I designed the original M-Mate that Luigi sells, it's a replacement baseplate for the M8/M9 that has battery and SD card access. CNC from aluminum. We were reasonably confident that the fit was correct, but even just a smidge of a hair of a millimeter can make the difference between a perfect fit and a loose fit. We took the camera to the machine shop and they built three or four units, making minor adjustments, which we fit onto the M8 until it was perfect. Machine time and machinists are expensive, so you need to be very very close before doing this.
This project certainly is doable in aluminum, but to make it financially viable you'd need to be able to sell the productions, and to do that, you'd have to offer some additional functionality. Not sure what that might be. 🙂
There are some desktop CNC machines coming out, for prototyping and low volume. I'm not sure what kind of tolerances these machines are capable of, however. And there aren't any 5 axis that I know of!
Protolabs in MN can send you an aluminum part in three days if you don't want to mess with all that, and they do an absolutely amazing job.

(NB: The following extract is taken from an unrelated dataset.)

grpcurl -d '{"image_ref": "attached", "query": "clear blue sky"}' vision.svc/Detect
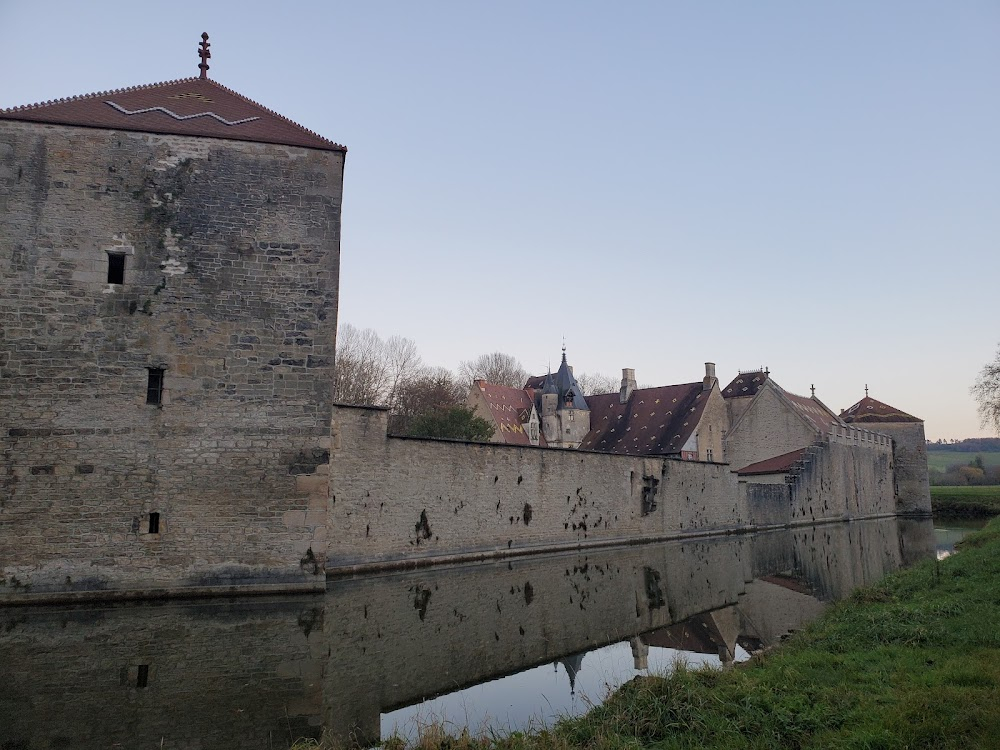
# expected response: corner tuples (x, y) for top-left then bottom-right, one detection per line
(2, 1), (997, 439)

But you're talking at least $1,000 for the bottom plate, and probably a lot more than that for the top, just for the prototypes. If you're on a budget you'd need to make sure your measurements are absolutely spot-on. For the designs that I currently do, it's pretty common to have to send three sets of CAD to Protolabs before it's perfect.
Before doing that, get a 3D print made. That will reveal many of the measurement errors, but not all.